Binning occurs in 4 consecutive steps:
- Obtain taxonomic information for reads and plasmids using the Taxonomic Profiling tool (see Taxonomic Profiling).
- Map reads to contigs using the Map Reads to Contigs tool (see https://resources.qiagenbioinformatics.com/manuals/clcgenomicsworkbench/current/index.php?manual=Map_Reads_Contigs.html).
- Assign taxonomic and plasmid labels to contigs. The contigs are assigned the most specific taxonomy that is assigned to at least a certain fraction of the reads that map to that contig.

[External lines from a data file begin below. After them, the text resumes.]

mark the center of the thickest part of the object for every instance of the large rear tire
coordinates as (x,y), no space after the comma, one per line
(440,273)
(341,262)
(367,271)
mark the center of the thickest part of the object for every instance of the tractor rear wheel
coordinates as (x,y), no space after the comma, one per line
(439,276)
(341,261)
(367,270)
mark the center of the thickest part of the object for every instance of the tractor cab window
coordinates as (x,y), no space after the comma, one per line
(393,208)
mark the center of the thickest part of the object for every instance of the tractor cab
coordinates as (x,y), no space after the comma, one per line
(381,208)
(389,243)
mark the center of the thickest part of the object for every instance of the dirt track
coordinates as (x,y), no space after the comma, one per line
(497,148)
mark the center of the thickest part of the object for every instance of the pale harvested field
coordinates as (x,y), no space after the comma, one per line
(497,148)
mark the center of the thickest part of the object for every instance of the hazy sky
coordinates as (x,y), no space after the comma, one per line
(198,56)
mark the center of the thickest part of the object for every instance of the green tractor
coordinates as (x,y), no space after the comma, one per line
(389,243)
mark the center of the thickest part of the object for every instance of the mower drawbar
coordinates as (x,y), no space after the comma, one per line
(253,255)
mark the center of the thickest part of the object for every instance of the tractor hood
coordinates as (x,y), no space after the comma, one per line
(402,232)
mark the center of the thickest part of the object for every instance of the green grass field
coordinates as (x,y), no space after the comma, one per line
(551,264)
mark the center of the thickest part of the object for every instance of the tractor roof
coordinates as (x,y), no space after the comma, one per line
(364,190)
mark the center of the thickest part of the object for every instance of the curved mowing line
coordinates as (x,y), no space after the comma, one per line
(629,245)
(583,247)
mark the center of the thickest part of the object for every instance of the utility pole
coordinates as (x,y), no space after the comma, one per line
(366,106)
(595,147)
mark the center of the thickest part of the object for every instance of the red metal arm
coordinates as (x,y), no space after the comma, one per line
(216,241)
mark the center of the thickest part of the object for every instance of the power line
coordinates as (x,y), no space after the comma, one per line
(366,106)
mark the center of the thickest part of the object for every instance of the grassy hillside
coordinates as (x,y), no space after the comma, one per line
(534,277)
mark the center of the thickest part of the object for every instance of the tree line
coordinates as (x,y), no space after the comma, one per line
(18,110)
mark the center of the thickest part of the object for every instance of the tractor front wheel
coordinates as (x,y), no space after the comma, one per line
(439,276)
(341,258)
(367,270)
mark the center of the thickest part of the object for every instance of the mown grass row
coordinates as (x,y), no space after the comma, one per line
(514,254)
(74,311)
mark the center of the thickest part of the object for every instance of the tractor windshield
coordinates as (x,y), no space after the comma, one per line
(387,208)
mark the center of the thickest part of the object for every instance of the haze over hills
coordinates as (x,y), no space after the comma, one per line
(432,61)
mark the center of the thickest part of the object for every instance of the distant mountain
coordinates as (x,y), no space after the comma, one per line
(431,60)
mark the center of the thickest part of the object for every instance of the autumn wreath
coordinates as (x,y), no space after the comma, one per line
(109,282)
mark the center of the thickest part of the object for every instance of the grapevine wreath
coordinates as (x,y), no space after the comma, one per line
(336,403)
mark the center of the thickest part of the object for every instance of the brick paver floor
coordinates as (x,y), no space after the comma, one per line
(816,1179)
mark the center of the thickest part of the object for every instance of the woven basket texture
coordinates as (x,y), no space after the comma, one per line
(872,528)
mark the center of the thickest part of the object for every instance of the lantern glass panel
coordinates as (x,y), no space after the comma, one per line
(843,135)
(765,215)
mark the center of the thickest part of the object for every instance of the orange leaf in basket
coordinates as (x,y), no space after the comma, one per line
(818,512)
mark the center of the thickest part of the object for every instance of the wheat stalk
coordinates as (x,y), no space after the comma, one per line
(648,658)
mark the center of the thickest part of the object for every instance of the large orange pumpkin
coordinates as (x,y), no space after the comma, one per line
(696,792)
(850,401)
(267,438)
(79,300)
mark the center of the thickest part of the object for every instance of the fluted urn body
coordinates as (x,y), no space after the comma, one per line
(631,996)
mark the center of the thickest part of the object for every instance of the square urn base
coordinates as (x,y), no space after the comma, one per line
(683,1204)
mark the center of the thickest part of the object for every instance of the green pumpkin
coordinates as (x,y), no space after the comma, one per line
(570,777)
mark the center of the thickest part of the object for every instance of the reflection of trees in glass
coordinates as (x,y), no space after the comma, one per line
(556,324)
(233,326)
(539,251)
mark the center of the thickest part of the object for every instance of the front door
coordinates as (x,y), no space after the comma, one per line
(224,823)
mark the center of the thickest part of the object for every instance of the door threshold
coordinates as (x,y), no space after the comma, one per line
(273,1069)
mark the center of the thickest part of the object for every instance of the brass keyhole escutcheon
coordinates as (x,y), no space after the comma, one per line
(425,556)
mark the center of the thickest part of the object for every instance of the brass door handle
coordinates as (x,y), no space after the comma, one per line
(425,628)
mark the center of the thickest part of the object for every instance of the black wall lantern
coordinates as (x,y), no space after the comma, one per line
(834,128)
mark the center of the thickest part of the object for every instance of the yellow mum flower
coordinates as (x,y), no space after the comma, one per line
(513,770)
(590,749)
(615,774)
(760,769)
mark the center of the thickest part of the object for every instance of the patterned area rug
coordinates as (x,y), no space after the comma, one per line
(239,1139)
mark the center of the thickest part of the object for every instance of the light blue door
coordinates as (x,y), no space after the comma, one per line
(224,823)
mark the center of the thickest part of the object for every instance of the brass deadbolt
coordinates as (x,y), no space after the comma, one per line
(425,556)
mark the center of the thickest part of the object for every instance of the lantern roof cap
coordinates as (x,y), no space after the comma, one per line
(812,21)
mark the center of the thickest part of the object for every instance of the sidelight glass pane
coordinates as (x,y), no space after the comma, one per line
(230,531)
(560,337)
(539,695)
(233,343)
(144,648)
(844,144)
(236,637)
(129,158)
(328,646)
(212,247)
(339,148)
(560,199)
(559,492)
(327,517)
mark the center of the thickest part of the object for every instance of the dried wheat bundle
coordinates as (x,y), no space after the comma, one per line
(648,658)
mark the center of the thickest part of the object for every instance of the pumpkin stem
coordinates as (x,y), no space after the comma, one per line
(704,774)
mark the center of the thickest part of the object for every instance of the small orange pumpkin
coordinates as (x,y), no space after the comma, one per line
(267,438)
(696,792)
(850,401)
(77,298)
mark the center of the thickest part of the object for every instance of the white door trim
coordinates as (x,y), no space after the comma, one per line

- Group contigs with the same taxonomy into bins, and reject those for which no taxonomy was assigned, or for which the assigned taxonomy was not specific enough.
To start the tool, go to:
Toolbox | Microbial Genomics Module () | Metagenomics () | Taxonomic Analysis () | Bin Pangenomes by Taxonomy ()
The Bin Pangenomes by Taxonomy takes one or several single or paired-end read files as input (figure 5.1).
The tool is designed to work on contigs assembled from the same set of reads used as input, previously assembled using the De Novo Assembly Metagenome tool (as in the workflow, see QC, Assemble and Bin Pangenomes). You can also specify here the minimum contig length desired (figure 5.2).
Figure 5.2: Select the references and specify the parameters needed for running the tool.
As reference databases, one or two Taxonomic Profiling index files can be provided:
- the file provided as "Reference indexes" is used to find taxonomic information for the reads
- the file provided as "Plasmid reference index" (once the "Find plasmid information" option is checked) is used to distinguish genomic reads from plasmid reads.
Both references can be obtained by using the Download Curated Microbial Reference Database tool (Download Curated Microbial Reference Database) or Download Custom Microbial Reference Database tool (Download Custom Microbial Reference Database). If using the latter, the indexes can be built with the Create Taxonomic Profiling Index tool (Create Taxonomic Profiling Index).
Depending on the dataset, it may be necessary to adapt the contig purity settings, where "Maximum level" refers to a maximum level in the taxonomic tree and where a specific "Minimum purity" per contig needs to be reached in order for it to be considered a part of a bin. For example, if Maximum level = Genus and Minimum purity = 0.8 and 512 reads map to a given contig, at least 0.8 * 512 = 410 reads need to have the same Genus level taxonomy in order for the contig to become part of the respective bin. If more precise taxonomic information is available (e.g., on Species level) with the requested minimum purity, this information will be used instead.
The "Result handling" dialog allows you to specify outputs (figure 5.3):
Figure 5.3: Specify the outputs needed.
- Choose to output a certain number of the best bins separately, which means that a chosen number of bins will be written to separate outputs. In this context, "best" is defined by completeness, estimated as the number of contig nucleotides in the bin divided by the number of nucleotides in the assigned reference genome.
- Specify whether to collect the read mappings and which kind (all, only impure contigs)
- Collect ignored reads (i.e., reads not mapping to contigs)
- Output a quality report for the bins (see The Taxonomy Binning Report).
The standard output of the Bin Pangenomes by Taxonomy tool consists of a list of (binned) contigs and one sequence list per input reads file (or two for paired reads) where each of the sequences is labeled according to its most probable origin and bin it ended up in (the bin annotation is stored as "Assembly ID" annotation in order for it to work seamlessly with other tools). Also, a column called "isPlasmid" provides a true/false label whether the contig/read was mapped respectively to a plasmid or a genome. The tool can also output a Taxonomy binning report.